Fix beforeLease gating for afterLease-only exporters by mangelajo · Pull Request #614 · jumpstarter-dev/jumpstarter

mangelajo · 2026-04-17T14:20:28Z

Summary

key beforeLease scheduling, cleanup waits, and the fast-path LEASE_READY transition off the configured before_lease hook instead of hook_executor presence
preserve the no-before-hook deadlock fix from Fix exporter deadlock when lease ends before before_lease_hook is set #569 without letting after_lease-only exporters or early cleanup race on a synthetic before_lease_hook signal
update exporter tests to distinguish the real before-hook wait path from the after_lease-only cleanup path

Fixes #613

Test plan

make pkg-test-jumpstarter
make pkg-ty-jumpstarter (the Make target is currently a no-op in this workspace, so I could not get a real type-check run from it)

Made with Cursor

Key beforeLease scheduling and cleanup waits off the configured before_lease hook instead of hook_executor presence. This preserves the deadlock fix from #569 without letting after_lease-only configs or lease cleanup race on a synthetic before_lease_hook signal. Fixes #613 Made-with: Cursor

coderabbitai · 2026-04-17T14:20:43Z

Warning

Rate limit exceeded

@mangelajo has exceeded the limit for the number of commits that can be reviewed per hour. Please wait 54 minutes and 2 seconds before requesting another review.
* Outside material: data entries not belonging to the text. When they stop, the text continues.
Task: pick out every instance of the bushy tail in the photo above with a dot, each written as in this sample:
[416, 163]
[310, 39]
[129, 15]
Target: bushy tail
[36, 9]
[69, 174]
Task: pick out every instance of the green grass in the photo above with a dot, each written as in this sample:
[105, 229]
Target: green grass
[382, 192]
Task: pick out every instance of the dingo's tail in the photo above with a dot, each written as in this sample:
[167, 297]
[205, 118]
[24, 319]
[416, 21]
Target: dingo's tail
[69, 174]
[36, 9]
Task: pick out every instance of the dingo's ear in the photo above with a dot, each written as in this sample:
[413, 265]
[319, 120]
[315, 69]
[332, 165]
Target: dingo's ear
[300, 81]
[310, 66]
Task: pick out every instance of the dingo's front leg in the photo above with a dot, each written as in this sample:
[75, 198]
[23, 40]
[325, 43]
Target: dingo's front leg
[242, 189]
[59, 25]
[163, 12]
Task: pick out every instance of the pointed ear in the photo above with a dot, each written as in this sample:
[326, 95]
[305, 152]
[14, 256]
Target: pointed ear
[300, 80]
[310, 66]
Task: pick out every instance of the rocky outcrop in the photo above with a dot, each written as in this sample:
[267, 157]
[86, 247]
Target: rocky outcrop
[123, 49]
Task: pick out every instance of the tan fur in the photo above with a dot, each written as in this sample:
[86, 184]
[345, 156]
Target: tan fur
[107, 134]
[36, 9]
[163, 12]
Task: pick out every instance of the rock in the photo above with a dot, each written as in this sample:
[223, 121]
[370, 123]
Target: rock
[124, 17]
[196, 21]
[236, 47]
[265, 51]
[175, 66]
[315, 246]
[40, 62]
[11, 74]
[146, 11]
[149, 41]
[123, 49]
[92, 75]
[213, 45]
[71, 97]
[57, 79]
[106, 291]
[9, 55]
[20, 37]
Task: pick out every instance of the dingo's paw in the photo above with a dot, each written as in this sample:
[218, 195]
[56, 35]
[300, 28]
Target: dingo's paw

Your organization is not enrolled in usage-based pricing. Contact your admin to enable usage-based pricing to continue reviews beyond the rate limit, or try again in 54 minutes and 2 seconds.

⌛ How to resolve this issue?

After the wait time has elapsed, a review can be triggered using the @coderabbitai review command as a PR comment. Alternatively, push new commits to this PR.

We recommend that you space out your commits to avoid hitting the rate limit.

🚦 How do rate limits work?

CodeRabbit enforces hourly rate limits for each developer per organization.

Our paid plans have higher rate limits than the trial, open-source and free plans. In all cases, we re-allow further reviews after a brief timeout.

Please see our FAQ for further information.

ℹ️ Review info

⚙️ Run configuration

Configuration used: Organization UI

Review profile: CHILL

Plan: Pro

Run ID: 011099a2-da58-4cbb-94ba-f82d3d816095

📥 Commits

Reviewing files that changed from the base of the PR and between 769bd8c and 8c96280.

📒 Files selected for processing (2)

python/packages/jumpstarter/jumpstarter/exporter/exporter.py
python/packages/jumpstarter/jumpstarter/exporter/exporter_test.py

📝 Walkthrough

Walkthrough

The PR refactors the exporter's lease orchestration to key before_lease hook behavior on whether the hook is configured, not merely whether a hook_executor exists. A new _has_before_lease_hook() helper method is introduced and applied across multiple methods to ensure before_lease hook tasks run only when actually configured, and cleanup waits are conditional on real hook presence rather than executor existence.

Changes

Cohort / File(s)	Summary
Before Lease Hook Configuration Check `python/packages/jumpstarter/jumpstarter/exporter/exporter.py`	Added `_has_before_lease_hook()` helper method; refactored `_cleanup_after_lease()`, `handle_lease()`, `serve()`, and `serve_standalone_tcp()` to use it instead of checking hook_executor existence, ensuring before_lease hook tasks and cleanup waits are conditional on actual `config.before_lease` configuration.
Test Updates `python/packages/jumpstarter/jumpstarter/exporter/exporter_test.py`	Added before_lease hook configuration to cleanup waits test; updated race condition test to explicitly configure before_lease hook; replaced early-cancel test with new test verifying cleanup operates correctly without a before_lease hook configured.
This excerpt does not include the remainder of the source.